Ahem, ahem.  OK, yes, you are right — the last post in this series was in July.  Just barely not in June.  July 1, to be exact.

Of course, I did include this bad boy in the UFOlympics, so technically, the last post on this project was more like, oh, late August.

But enough about my blogging calendar.  Here’s the final post on the Wrap Cardigan.  Finally.

So where were we?  Well, you must admit the exciting part is over and done with, and now we are down to the dreary finishing bits.  I had to finish out the sleeves — check.  I had swatched the seed st trim — check.  I still needed to rip out the ribbing at the bottom and then add seed st trim everywhere.

Then I needed to figure out how to close it, and I admit I’ve been letting this one languish in between sewing on snaps and making ties.  Somewhere along the line I was forced to realize that tweedy wool yarn is simply NOT SASSY — no matter how low-cut the front ended up — and I kind of lost my enthusiasm for the project.

However, I am not one to shirk my duty, so I soldiered on.


OK, the trim was to be seed st in a technique known as "three-row stripes".  The way it works is this:

  • Work a row with yarn A.  Drop it and tie on yarn B.
  • Work a row with yarn B.  Drop it and tie on yarn C.
  • Work a row with yarn C.
  •  
  • Yarn A is now hanging out right there, waiting for you to pick it up and work another row.
  • And look, now yarn B is hanging out at the OTHER end, waiting for you!

No, no, it’s NOT MAGIC.  But it is pretty clever stuff.  One of those concepts that is simple to understand, but kind of hard to describe.

Let’s see if I can do a visual:  3 row stripes - rowsOK, here are 3 colors of yarn, A, B, and C.  The arrow indicates which direction the yarn is going, and the letter indicates where the yarn ends up.  So, on the bottom or first row, color A runs from right to left, and the yarn ends up hanging on the left.  On the second row, color B runs from left to right, and the yarn ends up hanging on the right.

When you are ready for the second row of color A, it’s on that end, ready to work.  Same for color B, and color C, and so on and so forth.  Pretty cool, huh?

I’m sure this technique has been reinvented many times and many places, but I’m also pretty sure that each knitter who came up with it felt like a genius.

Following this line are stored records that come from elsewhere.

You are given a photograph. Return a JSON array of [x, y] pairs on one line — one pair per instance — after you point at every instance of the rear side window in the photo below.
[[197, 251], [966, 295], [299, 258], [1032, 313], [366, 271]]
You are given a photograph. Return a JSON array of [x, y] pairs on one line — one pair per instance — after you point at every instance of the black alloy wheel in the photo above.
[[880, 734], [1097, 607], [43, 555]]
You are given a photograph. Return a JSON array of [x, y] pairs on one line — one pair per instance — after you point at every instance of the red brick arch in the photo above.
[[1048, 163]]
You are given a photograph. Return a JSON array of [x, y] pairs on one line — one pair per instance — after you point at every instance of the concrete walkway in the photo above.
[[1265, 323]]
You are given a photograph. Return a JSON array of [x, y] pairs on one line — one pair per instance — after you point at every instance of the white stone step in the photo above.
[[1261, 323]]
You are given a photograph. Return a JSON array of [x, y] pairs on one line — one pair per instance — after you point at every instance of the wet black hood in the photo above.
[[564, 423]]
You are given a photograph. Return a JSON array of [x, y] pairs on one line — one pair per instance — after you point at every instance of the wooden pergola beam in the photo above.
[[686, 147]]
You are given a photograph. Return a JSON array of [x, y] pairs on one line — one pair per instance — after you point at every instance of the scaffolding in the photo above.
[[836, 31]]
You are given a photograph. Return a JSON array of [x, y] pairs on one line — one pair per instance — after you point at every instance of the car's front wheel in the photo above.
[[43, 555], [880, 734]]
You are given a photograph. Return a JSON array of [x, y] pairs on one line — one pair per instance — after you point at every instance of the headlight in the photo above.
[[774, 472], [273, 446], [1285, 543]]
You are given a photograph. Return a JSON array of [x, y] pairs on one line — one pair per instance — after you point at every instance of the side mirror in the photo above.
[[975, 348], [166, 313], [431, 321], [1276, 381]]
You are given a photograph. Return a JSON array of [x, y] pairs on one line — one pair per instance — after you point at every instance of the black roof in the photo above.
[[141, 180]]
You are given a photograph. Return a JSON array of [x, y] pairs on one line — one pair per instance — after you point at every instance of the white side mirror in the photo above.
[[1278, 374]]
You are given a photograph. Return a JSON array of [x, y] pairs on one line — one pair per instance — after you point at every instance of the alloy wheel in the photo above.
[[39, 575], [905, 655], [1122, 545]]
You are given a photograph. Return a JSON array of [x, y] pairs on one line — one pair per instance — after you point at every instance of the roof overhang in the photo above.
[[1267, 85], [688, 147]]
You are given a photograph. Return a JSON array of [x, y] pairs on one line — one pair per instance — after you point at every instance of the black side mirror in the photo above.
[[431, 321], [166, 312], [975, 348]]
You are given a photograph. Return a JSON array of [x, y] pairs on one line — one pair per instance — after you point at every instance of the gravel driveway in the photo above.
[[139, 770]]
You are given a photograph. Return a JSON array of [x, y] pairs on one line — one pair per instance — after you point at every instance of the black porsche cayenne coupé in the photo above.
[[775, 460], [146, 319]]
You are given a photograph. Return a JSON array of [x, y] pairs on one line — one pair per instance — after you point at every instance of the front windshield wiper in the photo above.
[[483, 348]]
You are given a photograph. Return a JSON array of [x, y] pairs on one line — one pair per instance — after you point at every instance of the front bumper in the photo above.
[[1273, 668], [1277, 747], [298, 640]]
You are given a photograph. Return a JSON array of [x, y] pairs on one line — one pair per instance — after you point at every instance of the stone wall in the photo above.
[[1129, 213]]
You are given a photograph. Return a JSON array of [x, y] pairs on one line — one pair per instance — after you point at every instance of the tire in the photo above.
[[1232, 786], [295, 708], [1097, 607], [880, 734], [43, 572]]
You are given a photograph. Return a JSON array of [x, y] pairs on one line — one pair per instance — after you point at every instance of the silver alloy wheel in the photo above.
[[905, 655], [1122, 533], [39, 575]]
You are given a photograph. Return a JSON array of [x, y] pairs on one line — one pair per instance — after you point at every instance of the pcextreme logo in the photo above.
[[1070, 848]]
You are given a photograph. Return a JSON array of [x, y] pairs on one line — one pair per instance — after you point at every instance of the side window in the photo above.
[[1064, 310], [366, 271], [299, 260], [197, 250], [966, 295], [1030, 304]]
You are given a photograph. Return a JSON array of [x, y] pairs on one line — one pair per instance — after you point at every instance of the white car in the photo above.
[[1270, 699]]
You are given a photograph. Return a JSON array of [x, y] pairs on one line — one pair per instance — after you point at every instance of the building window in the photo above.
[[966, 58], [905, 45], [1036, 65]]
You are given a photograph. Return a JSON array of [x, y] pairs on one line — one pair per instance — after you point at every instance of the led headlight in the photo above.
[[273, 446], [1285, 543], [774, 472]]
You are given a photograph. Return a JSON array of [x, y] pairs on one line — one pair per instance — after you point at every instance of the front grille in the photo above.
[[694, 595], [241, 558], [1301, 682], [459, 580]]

Obviously, you could do this in garter st, or stockinette, or any pattern st at all.  But seed st has a nice way of blending 3 yarns together, because of the staggered knits and purls, like so:

3 row stripes - seed stNot only are the knit sts staggered from row to row, as in the green knit sts being staggered over the pink knit sts.  Also, the pink knit sts are staggered with respect to each other — see how the pink knit sts are staggered over the previous row of pink knit sts?

I’ve seen this done in many many different yarns, and I think you’d actually have to work at it to find a yarn combination that doesn’t look good in 3-row stripes in seed st.  Pick a multicolor and then two solids that go with it, and you really can’t go wrong.  It’s a great way to use up leftover yarns that aren’t quite enough for, say, a full scarf on their own.

The only problem is, seed st is a bit dense — so when using it as the main fabric in a garment, it can get a little heavy.  (I suppose the other problem for American style knitters is that seed st can be slow, nay, even tedious, with all that yarn switching back and forth.  I haven’t tried doing 3-row stripes in double seed st, though — that would speed things up a bit.)

A couple more things to remark upon, vis-a-vis the trim:

Seed st is wider than stockinette st, so I decreased something like 20% down from the number of stockinette sts that I started out with on the sleeves and hem of the sweater, in order to to get the trim to lie flat and not puff out.  I used the cuffs to experiment and find the correct amount to decrease, since it is less knitting when you get it wrong the first couple of times.  Usually I start with a 10% decrease but that wasn’t anywhere near enough, so I think I went to 15% and finally to 20%.

wrap card finishedSecond, I decided to knit the trim along the hem separate from the trim on the fronts and neck.  My reasoning was that if the trim didn’t lie flat on one place or the other, I would have less rework to do; and in this particular trim, the butting of the edges at the bottom corners (instead of a somewhat more proper miter) would not really be very noticeable.

I also sewed 2 sets of clear snaps onto each of the bottom corners of the trim, and to the corresponding places where the corners end up when the sweater is wrapped, to keep the corners from drooping down past the rest of the hem when the sweater is worn.  Clear nylon snaps can be a knitter’s best friend.

Finally, I crocheted some ties out of the two contrast yarns — I left out the main color yarn because it would have made the ties too bulky — and attached them to the trim.

Et, le voila!  at least I’m wearing it over a pink camisole.  Semi-sassy.